Cogobuy Group
- Native name: 科通芯城
- Company type: Public
- Traded as: SEHK: 400
- Industry: Consumer Electronics
- Founded: February 2012
- Founder: Jeffrey Kang
- Headquarters: Shenzhen, Guangdong, China
- Number of locations: 18
- Area served: Worldwide
- Key people: Jeffrey Kang (Chairman and CEO)
- Brands: Cogobuy.com
- Revenue: CN¥12.9 billion (2016)
- Operating income: CN¥649 million (2016)
- Net income: CN¥510 million (2016)
- Total assets: CN¥8.6 billion (2016)
- Total equity: CN¥3.7 billion (2016)
- Number of employees: 500
- Subsidiaries: IngDan; Comtech; FOXSAAS;
- Website: CogobuyGroup.com

= Cogobuy =

Chinese enterprise service platform

Cogobuy Group is a Chinese enterprise service platform.

Following a major business restructuring in 2019, the group merged chip sales service on Cogobuy.com into Comtech, and merged R&D and IoT product financing and corporate services, previously under INGDAN.com AIoT business services platform, into IngDan, forming a new "Comtech + IngDan" dual business model.

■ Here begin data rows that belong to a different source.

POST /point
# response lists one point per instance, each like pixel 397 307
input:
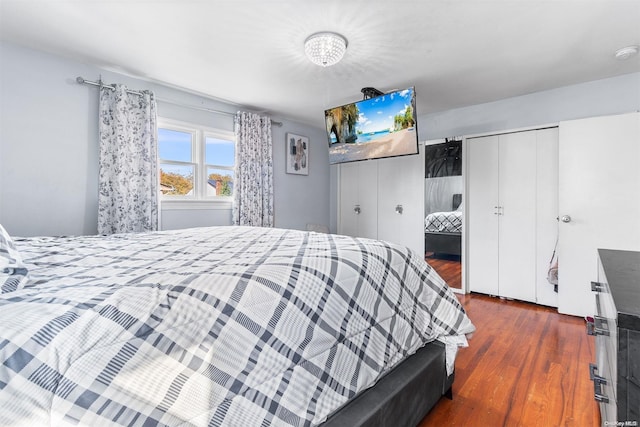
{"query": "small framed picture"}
pixel 297 154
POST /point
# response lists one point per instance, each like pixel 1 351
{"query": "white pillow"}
pixel 13 273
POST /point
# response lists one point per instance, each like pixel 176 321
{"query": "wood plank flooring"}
pixel 526 365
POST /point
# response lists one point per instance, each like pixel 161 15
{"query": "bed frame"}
pixel 445 243
pixel 402 397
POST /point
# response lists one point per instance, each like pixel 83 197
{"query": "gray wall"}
pixel 49 150
pixel 597 98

IngDan focus on developing proprietary products for different AIoT industries, including the Internet of Vehicles, smart homes, AI surveillance, etc.

==History==

=== 1995–2012: Pre founding ===
Cogobuy was founded by Jeffrey Kang in February 2012. The founder had previous experience in the electronic component industry in China where, prior to founding Cogobuy, he owned and operated companies which had comparable service offerings. One such company was Comtech, founded in 1995, which has since become a subsidiary of Cogobuy and has continued its operations.

=== 2012–2014: Early history ===
After being founded, Cogobuy acquired several entities previously owned by Viewtran (a company also founded by Jeffery Kang), which continued their operations in the trading of IC and other electronic components.

In 2014, Cogobuy's stock floated an initial public offering on the Hong Kong Stock Exchange at HK$4.00 per share under the symbol SEHK: 400, raising HK$1.37 billion and underwritten by UBS. Over the first year, its stock had a return of 107.75%.

=== 2014–present: Continued developments ===
In 2015, Cogobuy and its subsidiary IngDan (硬蛋) formed a strategic cooperation with Chinese technology company Lenovo to develop IoT and Smart Home devices. Prior to the partnership, Lenovo primarily purchased its IC components from Cogobuy.

In 2017, Cogobuy alongside IngDan entered into collaboration with Haier to develop smart appliance products.

Cogobuy and its subsidiary IngDan formed a partnership with Toyota in 2019 to collaborate and create a Smart Car Ecosystem to enable better utilisation of smart-car technologies and move in the direction of intelligence-oriented product development.

== Products and services ==

=== E-Commerce Platform ===

Cogobuy's e-commerce platform, named Cogobuy.com, includes primarily a direct sales platform and an online marketplace. It serves electronic manufacturers, including small and medium-sized enterprises. The online marketplace, launched in 2013, enables third-party merchants sell their products to customers and pay Cogobuy commissions. The direct sales platform instead offers electronic components to customers directly.

In 2013, Cogobuy's online sales increased from RMB$217 million to RMB$3.9 billion (US$35.07 million to US$630.30 million), resulting in approximately 50% marketshare of the Chinese online electronic components market.

In 2015, the direct sales platform accounted for 76.1% of the revenue generated by the website, with the online marketplace accounting for 16.3% and the balance resulting from supply chain financing.

=== CRM Platform ===
Cogobuy provides a CRM service primary for Chinese small and medium-sized enterprises through its wholly owned subsidiary FOXSAAS.